Thanks @martok for your efforts, all the more since you're pressed for spare time...

It's getting better (or my time management is), and today I've got notification that a grant proposal deadline I expected for April is going to be in June :smile:

If "soft-navigation" is to come back, will (currently open) #53 be addressed?

I'm not sure. Something there causes massive memory leaks (see #50), so it doesn't seem worth it. We'll see.

And, are you talking about this?

Yep. Or rather, a much more refined version of that concept (turns out it can't work like that) that will also be released as a separate project. Because who doesn't want yet another ShadowDOM polyfill in their life :monocle_face:

My primary concern is that #60 is somehow addressed, because the lack of relative timestamps slows down my workflow disappointed ...

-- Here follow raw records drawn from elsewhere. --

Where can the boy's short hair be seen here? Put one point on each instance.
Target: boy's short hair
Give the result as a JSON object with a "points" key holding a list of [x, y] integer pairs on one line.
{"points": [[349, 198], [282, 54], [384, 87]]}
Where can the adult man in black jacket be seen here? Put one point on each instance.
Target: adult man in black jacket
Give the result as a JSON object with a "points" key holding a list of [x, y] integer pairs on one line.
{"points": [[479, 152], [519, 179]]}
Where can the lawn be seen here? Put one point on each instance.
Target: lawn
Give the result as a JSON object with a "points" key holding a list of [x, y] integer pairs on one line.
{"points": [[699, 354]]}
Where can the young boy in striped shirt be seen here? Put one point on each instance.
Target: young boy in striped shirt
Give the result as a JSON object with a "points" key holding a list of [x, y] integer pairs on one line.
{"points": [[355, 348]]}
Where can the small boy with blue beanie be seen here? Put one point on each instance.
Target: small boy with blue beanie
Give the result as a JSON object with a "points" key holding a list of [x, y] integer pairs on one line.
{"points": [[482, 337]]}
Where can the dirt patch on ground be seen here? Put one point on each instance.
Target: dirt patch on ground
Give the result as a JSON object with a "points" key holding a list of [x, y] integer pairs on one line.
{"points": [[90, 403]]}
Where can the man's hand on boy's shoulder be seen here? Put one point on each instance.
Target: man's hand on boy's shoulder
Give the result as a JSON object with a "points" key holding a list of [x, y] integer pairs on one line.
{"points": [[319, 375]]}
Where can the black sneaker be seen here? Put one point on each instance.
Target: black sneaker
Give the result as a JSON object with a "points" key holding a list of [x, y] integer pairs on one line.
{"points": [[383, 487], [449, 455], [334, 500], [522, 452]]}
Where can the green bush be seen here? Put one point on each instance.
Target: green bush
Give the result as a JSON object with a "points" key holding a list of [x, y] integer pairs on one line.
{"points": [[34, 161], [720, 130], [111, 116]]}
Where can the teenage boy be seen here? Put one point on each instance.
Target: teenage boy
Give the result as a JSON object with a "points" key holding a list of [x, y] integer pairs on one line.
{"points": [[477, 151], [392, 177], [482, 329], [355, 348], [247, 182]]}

That, and hopefully a few others. Haven't had a release in a while and stuff piles up... should be out before the end of the week, I also want to retest a few old bugs and see if we can get away with less weird patches now.

As for longer page-rendering times, I have mixed feelings...

Same, but honestly: if you want a fast experience, don't use Pale Moon. I have no idea why that is, but complex documents even without any scripting are so much slower than in other browsers, it's almost funny given how I discovered PM waaaay back when it was "just" a more optimized build of Firefox.

The UXP PR I mentioned in the other issue intends to remedy the bug discussed here and here ...

That just got merged an hour ago :)

martok commented 1 year ago

Well, we know where the remaining issue comes from and I've likely fixed everything regarding element propagation that can be fixed. So I'll close this and leave issue #64 to track that one problem.